Zeynep Teyze’ye büyük babasından 5 milyon TL değerinde bir müstakil ev miras olarak kalmıştı. Aslında 5 kardeş olan Zeynep Teyze’nin payına, 5 milyonluk evin sadece 1 milyon TL değerindeki payı kalıyordu. Zeynep Teyze o yüzden DKV ile ilgiliydi.
Zeynep Teyze, senin de bildiğin gibi, DKV beyanname verme süresinin son günü 20 Şubat idi.
Önce, Hazine ve Maliye Bakanlığı, beyanname verme süresini 20 Mart’a, verginin birinci taksitini ödeme süresini de 31 Mart’a erteledi.

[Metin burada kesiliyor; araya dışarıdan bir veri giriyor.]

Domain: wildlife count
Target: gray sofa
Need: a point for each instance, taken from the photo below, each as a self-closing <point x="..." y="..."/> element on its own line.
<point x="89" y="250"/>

Sonra da “Coğrafi Bilgi Sistemleri ile Bazı Kanunlarda Değişiklik Yapılması Hakkında Kanun”a TBMM genel kuruldaki görüşmelerde eklenen maddeler ile Emlak Vergisi Kanunu’nun DKV’ne ilişkin hükümlerinde değişiklikler yapılması kabul edildi. Bu Kanun da 20 Şubat 2020 tarihinde Resmi Gazete’de yayımlanarak yürürlüğe girdi.
Sahibi önemli mi?
Değerli konutun sahibinin kim olduğu da önemli değil. İster Türk vatandaşı, isterse yabancı olsun, DKV ödenecektir.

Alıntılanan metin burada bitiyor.